Fellow, MIT Center for Digital Business, Tom Davenport

From Forbes

It should come as no surprise that 2018 continued to mark another year in the progression of data adoption in business.  Companies are pushing forward with efforts to become increasingly data-driven.  Firms are investing in transformation initiatives to establish a “data culture” within their organizations.  Early adopters are focused on data-driven business innovation.

As we look ahead to 2019, we reflect on a year of accomplishments and emerging areas of focus – from AI through Ethics (listed alphabetically)
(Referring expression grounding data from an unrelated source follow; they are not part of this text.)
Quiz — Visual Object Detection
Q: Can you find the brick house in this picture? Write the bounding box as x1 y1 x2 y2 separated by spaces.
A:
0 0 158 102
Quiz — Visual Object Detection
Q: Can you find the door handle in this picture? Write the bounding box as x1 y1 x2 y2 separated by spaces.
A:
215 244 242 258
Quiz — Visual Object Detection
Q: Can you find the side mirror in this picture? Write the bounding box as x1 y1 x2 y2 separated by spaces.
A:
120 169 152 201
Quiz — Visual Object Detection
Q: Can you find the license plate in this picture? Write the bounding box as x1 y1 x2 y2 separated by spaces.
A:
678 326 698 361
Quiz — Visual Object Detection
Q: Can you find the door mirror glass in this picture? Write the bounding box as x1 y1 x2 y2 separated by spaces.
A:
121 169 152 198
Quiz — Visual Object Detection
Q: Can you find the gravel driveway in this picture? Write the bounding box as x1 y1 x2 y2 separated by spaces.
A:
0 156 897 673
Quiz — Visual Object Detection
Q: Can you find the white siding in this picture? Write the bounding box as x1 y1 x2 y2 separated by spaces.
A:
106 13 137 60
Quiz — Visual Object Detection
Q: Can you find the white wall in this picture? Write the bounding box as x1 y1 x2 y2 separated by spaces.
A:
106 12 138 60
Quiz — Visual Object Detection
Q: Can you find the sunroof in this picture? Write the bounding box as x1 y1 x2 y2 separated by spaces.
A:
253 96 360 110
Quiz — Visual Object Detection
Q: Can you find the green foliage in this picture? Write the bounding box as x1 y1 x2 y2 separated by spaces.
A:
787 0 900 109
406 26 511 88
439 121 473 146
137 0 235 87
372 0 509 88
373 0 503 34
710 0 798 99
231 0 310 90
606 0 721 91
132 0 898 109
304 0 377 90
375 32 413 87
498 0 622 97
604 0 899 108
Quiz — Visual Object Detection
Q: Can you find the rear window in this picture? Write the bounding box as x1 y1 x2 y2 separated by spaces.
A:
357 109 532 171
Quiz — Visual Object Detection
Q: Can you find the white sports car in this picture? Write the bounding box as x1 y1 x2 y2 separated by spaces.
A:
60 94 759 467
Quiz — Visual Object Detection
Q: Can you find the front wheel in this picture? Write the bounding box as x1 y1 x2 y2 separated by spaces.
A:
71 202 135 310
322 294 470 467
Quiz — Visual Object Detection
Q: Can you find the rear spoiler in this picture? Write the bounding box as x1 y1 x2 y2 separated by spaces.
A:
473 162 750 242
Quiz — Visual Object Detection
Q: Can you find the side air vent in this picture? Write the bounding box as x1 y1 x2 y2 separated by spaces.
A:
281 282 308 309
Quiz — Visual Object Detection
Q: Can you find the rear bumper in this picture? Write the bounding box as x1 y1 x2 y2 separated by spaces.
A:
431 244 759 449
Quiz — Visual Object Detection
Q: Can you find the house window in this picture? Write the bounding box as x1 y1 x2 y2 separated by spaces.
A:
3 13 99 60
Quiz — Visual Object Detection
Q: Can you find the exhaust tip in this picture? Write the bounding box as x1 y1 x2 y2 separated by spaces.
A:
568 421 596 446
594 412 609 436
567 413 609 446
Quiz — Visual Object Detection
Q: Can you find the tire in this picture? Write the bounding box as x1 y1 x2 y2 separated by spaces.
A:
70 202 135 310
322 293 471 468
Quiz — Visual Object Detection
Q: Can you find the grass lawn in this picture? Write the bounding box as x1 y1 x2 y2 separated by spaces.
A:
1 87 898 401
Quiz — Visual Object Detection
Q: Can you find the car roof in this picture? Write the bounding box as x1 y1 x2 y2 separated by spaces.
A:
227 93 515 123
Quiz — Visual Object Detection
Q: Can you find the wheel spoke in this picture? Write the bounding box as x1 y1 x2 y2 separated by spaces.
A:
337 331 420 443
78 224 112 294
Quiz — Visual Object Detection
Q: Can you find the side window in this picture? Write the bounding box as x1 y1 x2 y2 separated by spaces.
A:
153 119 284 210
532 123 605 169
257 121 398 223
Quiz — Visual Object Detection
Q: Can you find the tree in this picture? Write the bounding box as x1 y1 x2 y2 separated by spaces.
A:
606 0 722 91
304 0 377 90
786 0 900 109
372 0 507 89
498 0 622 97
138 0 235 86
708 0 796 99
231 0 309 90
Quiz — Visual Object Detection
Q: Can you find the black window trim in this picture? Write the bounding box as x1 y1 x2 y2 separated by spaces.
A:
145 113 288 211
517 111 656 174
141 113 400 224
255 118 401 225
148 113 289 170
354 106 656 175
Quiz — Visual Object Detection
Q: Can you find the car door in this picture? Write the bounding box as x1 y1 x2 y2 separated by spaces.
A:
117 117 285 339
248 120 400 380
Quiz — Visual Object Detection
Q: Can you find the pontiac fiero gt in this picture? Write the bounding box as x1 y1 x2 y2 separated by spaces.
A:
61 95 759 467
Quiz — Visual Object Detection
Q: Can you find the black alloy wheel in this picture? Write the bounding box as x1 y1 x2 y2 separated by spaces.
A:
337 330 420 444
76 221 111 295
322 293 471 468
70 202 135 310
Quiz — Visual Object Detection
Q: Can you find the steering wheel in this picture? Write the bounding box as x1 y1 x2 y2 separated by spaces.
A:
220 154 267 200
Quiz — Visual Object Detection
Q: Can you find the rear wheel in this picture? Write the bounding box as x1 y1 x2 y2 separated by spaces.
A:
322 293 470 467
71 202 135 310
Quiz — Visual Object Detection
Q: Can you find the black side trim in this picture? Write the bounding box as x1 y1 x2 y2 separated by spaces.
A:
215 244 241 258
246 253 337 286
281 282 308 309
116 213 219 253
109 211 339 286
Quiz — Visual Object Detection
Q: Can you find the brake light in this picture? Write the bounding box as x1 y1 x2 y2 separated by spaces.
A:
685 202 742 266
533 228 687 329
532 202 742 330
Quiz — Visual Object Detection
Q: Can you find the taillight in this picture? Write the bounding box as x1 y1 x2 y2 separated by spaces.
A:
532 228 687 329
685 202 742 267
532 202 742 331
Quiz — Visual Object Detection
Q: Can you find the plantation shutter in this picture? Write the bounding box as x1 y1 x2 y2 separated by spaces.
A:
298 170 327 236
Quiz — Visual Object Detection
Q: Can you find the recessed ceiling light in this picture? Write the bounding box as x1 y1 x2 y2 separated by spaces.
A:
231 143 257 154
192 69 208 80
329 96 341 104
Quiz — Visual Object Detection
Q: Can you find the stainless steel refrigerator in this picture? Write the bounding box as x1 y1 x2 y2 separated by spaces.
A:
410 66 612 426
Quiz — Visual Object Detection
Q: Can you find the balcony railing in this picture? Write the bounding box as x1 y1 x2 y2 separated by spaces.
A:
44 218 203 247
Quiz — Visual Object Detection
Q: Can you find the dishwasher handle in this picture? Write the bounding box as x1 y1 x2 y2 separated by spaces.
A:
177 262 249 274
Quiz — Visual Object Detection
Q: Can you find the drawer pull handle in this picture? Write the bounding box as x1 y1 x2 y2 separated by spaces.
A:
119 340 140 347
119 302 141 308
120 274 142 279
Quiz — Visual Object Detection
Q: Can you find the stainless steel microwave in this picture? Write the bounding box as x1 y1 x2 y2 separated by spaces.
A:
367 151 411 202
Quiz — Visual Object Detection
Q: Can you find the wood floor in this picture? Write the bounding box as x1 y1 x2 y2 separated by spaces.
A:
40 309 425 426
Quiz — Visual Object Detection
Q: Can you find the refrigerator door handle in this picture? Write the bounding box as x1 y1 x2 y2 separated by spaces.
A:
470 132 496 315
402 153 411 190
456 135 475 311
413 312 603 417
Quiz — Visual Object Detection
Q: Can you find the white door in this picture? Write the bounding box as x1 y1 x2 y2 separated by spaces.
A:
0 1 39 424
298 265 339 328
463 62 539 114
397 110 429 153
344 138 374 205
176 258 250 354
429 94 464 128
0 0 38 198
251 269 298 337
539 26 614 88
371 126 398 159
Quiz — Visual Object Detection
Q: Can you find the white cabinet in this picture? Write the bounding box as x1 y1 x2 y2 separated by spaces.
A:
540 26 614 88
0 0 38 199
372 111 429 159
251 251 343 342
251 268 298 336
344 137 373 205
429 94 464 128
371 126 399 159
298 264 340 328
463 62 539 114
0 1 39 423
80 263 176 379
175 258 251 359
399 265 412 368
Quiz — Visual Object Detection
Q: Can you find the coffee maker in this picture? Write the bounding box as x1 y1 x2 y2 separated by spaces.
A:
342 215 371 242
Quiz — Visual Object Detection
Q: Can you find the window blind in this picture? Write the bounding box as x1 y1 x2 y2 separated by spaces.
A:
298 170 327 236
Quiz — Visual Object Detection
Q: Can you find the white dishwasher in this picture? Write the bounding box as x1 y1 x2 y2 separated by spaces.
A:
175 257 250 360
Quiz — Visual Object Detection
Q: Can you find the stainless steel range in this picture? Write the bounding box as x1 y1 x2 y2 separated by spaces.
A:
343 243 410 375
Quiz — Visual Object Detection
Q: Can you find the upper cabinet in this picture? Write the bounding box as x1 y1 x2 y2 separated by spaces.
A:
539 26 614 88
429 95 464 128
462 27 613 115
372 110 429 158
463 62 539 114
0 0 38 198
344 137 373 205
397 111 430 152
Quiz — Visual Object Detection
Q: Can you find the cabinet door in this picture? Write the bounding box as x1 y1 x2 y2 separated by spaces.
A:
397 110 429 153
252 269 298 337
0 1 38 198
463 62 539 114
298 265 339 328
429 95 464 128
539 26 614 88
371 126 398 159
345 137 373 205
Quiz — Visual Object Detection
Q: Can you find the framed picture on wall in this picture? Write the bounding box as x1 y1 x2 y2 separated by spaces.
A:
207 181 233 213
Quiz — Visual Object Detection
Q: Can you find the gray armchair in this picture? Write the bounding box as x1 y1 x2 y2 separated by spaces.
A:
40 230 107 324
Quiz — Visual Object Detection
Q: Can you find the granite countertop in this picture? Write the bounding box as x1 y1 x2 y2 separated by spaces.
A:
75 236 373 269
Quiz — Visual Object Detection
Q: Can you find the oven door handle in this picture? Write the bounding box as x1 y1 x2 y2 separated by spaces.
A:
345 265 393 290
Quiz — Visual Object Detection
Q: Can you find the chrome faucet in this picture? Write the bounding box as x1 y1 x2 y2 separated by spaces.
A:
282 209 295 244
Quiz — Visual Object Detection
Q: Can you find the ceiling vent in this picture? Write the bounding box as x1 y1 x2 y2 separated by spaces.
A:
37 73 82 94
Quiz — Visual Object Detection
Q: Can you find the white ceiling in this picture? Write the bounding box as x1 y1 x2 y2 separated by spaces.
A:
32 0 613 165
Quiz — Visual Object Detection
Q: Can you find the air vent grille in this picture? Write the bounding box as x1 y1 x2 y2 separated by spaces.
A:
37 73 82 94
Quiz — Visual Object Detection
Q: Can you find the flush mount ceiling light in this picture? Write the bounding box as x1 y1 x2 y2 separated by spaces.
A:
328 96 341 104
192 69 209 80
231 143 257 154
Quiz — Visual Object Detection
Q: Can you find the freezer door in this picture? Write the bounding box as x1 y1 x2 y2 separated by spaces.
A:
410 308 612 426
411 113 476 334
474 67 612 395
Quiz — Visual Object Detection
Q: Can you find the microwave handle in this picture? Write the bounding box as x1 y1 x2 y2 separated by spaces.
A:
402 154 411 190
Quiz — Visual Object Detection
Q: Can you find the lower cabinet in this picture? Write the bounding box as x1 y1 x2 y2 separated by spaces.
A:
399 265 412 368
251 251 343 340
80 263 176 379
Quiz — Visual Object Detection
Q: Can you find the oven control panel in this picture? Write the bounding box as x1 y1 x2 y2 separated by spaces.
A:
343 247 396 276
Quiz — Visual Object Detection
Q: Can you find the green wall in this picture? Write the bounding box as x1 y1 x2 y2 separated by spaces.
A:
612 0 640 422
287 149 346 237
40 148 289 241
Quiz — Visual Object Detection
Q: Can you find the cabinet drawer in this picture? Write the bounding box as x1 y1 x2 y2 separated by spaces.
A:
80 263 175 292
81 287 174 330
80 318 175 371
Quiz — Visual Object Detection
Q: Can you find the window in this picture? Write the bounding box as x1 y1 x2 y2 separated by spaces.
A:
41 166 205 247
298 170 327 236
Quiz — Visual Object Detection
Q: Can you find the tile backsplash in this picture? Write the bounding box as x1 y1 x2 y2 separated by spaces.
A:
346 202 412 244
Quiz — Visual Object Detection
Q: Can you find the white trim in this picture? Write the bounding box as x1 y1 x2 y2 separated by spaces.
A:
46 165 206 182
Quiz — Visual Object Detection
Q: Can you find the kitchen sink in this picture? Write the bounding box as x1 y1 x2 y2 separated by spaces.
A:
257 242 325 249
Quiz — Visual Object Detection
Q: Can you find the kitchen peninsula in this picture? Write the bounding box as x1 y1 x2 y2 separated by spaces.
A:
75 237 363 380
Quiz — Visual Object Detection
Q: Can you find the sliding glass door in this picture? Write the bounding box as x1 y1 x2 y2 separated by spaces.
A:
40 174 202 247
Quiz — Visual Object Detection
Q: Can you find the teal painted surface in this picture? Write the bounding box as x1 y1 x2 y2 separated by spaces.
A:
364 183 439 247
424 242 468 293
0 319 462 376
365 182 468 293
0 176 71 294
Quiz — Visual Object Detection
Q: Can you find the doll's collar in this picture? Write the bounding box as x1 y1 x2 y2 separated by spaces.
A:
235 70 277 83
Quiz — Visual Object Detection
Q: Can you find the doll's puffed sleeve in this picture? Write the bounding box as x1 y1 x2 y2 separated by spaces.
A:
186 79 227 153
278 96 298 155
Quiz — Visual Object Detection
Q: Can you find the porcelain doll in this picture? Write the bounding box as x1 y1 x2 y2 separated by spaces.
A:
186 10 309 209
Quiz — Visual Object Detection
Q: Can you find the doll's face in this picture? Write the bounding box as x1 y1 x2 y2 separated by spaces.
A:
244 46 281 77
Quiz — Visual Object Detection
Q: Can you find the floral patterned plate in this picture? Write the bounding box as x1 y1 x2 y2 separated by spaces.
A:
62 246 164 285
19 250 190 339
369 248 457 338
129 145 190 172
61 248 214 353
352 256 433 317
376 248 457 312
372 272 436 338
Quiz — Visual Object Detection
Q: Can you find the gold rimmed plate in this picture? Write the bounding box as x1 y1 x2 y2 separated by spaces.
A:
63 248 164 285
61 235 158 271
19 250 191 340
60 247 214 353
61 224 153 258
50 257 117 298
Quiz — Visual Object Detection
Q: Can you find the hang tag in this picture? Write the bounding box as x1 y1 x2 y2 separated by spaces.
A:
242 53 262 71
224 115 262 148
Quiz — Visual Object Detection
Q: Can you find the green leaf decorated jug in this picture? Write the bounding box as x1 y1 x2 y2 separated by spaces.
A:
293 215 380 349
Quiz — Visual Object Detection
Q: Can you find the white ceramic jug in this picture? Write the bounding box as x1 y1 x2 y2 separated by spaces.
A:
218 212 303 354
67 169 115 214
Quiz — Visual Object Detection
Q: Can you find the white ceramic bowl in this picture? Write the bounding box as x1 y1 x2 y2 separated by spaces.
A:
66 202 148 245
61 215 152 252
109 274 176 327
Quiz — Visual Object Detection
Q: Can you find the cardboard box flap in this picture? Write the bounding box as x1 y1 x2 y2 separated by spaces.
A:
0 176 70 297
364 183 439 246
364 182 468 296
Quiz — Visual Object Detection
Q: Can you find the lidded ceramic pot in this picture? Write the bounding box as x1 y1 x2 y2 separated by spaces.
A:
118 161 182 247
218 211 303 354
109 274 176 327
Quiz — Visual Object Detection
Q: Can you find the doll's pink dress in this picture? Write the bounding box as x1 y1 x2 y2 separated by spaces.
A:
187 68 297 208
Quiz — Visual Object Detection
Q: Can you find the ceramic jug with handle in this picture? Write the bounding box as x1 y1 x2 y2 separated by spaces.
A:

  • AI/Machine Learning—AI continued to grow in popularity over the past year, becoming well-institutionalized within many large enterprises. We argued in a previous post, however, that too many companies employed AI pilots and prototypes, and not enough firms had implemented production deployments. As with analytics, the use of AI is increasingly being democratized through automated machine learning (AutoML). Several contributors to KD Nuggets’ review of AI and ML trends for 2019 suggested that AutoML would become more popular over the next year. It will make machine learning models easier to create for business analyst types, as well as dramatically increasing the productivity of data scientists—that is, if they can be persuaded to use it. We also predict that deep learning, which has been the fastest-growing and most popular AI technology over the past several years, will continue to advance in power and prevalence for several years. However, we also expect that deep learning will increasingly be augmented by other approaches to AI. NYU professor Gary Marcus has argued, and we agree, that artificial general intelligence—or even generally useful AI—will have to employ various techniques beyond deep learning in order to be successful.